Confidentiality and Non-Disparagement Clauses in Your Settlement Agreement?

Confidentiality and Non-Disparagement Clauses in Your Settlement Agreement?

Settlements often come with strings attached — especially confidentiality and non-disparagement agreements.

Lately, I have been seeing more defense lawyers requesting a confidentiality and non-disparagement clause inside the settlement agreement. This is standard for most ride-share companies, if they are settling a case; however, I am seeing them being requested more often, especially on high-value cases.

Confidentiality and non-disparagement provisions basically prohibit the injured person from discussing their settlement with anyone (except maybe a court or other limited circumstance). Some bad actor corporations will request confidentiality as they do not want their bad behavior to be public knowledge or used against them in future cases. I am not discussing that form of confidentiality (a more detailed topic). Just imagine a basic car crash but with serious injuries, and the defense is asking you to sign a confidentiality and non-disparagement clause — these clauses can carry significant legal and financial consequences.

Advantages: These clauses can enhance settlement value by providing the paying party with finality, reputational protection, and closure. They also protect the claimant’s privacy by keeping the facts, amount, and terms of the resolution out of the public domain and allows the injured person to truthfully tell snooping friends and relatives that they cannot discuss how much money they received or the details of the settlement.
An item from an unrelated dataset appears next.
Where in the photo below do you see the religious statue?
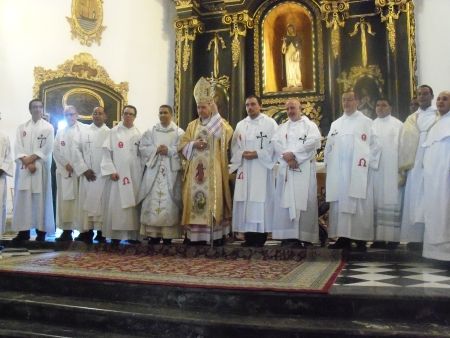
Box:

While the discussed clause technically prohibits discussing with anyone, the main thing the paying party wants is to preclude somebody from posting on social media or some other public forum the details of their settlement.

Risks and Considerations: Signing these agreements places enforceable restrictions on what you can say — publicly or privately — about the incident, the parties, and the outcome. Breach can trigger liquidated damages, repayment obligations, and additional litigation.

There may also be tax implications. In certain circumstances, portions of a settlement allocated to confidentiality or non-disparagement consideration have been treated as taxable income, even where the underlying injury damages are not. The IRS scrutiny highlighted in the Dennis Rodman matter is a well-known example of how allocation and characterization of settlement funds can materially affect tax exposure. (But there is a way around that).

Bottom line: these provisions are not boilerplate. They are negotiated terms with long-term legal and financial impact. Always have settlement language carefully reviewed before signing.